If the organisers were justified in believing that the Jesuits wanted to create disturbances, the angry and exceedingly untruthful comments on these leaflets in the Ultramontane Press might be accounted for. They were described as deliberate incentives to the usual list of crimes—incendiarism, sacrilege, &c.—and “good Catholics” were ordered to destroy any that fell into their hands without reading the infamies uttered by the “anarchist canaille.” Naturally the description given by the Clericalists of their opponents’ circular only excited the curiosity of the “good Catholics.” The “good” working man read the paper with the added interest given by its prohibition, and finding nothing criminal in it, went with the rest to the meeting to hear what it was all about. It is quite likely that the Church’s anathema of the essentially constitutional leaflets issued in most of the industrial cities on the first two Sundays of November, 1909, resulted in making new converts to Liberalism among the small minority of working men who till then were still following the dictates of the priests.
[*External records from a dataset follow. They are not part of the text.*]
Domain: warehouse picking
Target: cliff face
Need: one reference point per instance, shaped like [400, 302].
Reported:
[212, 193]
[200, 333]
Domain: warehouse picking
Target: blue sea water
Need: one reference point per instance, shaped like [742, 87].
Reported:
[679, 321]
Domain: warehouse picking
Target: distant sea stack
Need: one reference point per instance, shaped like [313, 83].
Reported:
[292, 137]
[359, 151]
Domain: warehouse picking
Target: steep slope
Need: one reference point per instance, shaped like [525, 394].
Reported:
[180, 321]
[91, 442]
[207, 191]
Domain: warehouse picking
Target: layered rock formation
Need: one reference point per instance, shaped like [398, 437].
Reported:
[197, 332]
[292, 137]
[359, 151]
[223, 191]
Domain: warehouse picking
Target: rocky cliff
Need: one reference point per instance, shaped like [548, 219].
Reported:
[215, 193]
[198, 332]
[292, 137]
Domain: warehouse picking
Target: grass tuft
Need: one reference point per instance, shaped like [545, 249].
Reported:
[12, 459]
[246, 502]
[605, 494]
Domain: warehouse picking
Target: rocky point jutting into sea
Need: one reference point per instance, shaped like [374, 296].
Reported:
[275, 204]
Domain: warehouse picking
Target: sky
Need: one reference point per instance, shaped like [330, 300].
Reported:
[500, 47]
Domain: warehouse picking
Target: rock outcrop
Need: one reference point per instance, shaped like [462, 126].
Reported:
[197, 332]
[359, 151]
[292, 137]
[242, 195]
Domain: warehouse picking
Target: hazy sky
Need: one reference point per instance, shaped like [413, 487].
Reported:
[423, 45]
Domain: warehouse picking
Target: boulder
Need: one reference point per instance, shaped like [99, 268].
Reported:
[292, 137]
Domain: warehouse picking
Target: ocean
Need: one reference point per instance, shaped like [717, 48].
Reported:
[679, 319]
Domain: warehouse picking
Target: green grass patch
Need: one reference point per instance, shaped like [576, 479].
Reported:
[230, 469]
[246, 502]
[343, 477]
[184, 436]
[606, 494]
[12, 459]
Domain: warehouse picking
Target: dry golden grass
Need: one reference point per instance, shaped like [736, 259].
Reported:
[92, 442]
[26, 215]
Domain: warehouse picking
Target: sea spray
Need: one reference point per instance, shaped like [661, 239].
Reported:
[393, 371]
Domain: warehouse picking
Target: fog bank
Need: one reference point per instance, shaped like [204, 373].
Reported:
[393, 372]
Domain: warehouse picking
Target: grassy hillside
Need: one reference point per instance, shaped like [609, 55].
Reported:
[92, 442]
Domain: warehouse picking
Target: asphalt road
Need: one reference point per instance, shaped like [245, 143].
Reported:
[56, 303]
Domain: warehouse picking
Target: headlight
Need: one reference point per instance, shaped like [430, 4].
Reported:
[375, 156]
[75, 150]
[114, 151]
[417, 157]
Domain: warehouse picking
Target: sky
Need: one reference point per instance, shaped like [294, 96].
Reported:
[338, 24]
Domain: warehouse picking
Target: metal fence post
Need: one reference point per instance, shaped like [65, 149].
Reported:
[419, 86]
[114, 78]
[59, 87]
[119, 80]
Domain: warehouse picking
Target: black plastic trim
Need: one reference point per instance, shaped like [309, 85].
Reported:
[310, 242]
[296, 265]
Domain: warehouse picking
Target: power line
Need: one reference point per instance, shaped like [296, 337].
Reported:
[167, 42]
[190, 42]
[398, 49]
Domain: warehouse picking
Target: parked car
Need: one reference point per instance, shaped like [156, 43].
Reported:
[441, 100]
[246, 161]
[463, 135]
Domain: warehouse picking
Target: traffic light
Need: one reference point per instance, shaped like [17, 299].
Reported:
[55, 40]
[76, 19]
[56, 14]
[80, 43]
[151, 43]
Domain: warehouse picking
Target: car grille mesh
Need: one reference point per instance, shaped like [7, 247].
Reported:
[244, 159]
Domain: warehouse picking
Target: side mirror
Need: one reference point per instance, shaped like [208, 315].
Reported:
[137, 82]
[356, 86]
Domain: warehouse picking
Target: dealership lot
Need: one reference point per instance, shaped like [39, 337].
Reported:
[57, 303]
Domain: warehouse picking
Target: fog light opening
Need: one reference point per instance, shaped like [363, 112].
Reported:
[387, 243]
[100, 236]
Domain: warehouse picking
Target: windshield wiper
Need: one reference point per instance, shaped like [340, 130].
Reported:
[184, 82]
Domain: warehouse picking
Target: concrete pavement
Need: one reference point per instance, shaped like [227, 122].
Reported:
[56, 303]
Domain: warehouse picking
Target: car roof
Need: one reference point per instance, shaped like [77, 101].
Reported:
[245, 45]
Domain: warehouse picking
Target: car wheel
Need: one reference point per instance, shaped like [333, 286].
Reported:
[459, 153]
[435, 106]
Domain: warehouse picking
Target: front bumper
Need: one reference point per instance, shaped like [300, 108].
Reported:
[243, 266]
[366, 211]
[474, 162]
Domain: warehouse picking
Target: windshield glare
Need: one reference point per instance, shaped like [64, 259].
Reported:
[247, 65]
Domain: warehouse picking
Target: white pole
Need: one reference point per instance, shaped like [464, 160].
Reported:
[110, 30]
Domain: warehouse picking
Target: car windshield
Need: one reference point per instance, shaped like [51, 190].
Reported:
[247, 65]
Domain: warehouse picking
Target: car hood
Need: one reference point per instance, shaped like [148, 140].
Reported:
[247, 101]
BARCELONA AND THE LAY SCHOOLS
CHAPTER IX
BARCELONA AND THE LAY SCHOOLS
I have already referred to the popular belief that the riots in Barcelona in July, 1909, were deliberately instigated by the Jesuits and the Carlists acting in concert, the object of the Churchmen being primarily to provide an excuse for closing the lay schools established by Ferrer, the hope of the Pretender and his party being that the disturbances would spread and assume the proportions of a revolution, “on the waves” of which he hoped to ride to the throne.
As the course of events in Barcelona which culminated in the “Red Week” has not unnaturally perplexed foreign observers, it may be worth while, in the absence of any proof as to who was at the bottom of the trouble, to suggest a hypothesis which at any rate has the merit of giving a plausible explanation of the incidents.
Throughout the three years that Señor Maura was at the head of affairs, Barcelona had been in a state of continual unrest and anxiety. Bomb outrages were reported every two or three weeks with monotonous regularity, but strange to say, the explosions seldom or never took place in public buildings or in places where people congregate. Now and then some inoffensive passerby was killed or wounded, and once in a way an insignificant house would be damaged more or less seriously. But the total injuries inflicted by this long series of bombs were so few that the object of their authors must have been to terrorise rather than to kill. When the King and Queen went to Barcelona in the autumn of 1908, the inevitable bomb was let off—or was reported to have been let off—on the sea shore, where no one could possibly have been hurt by it.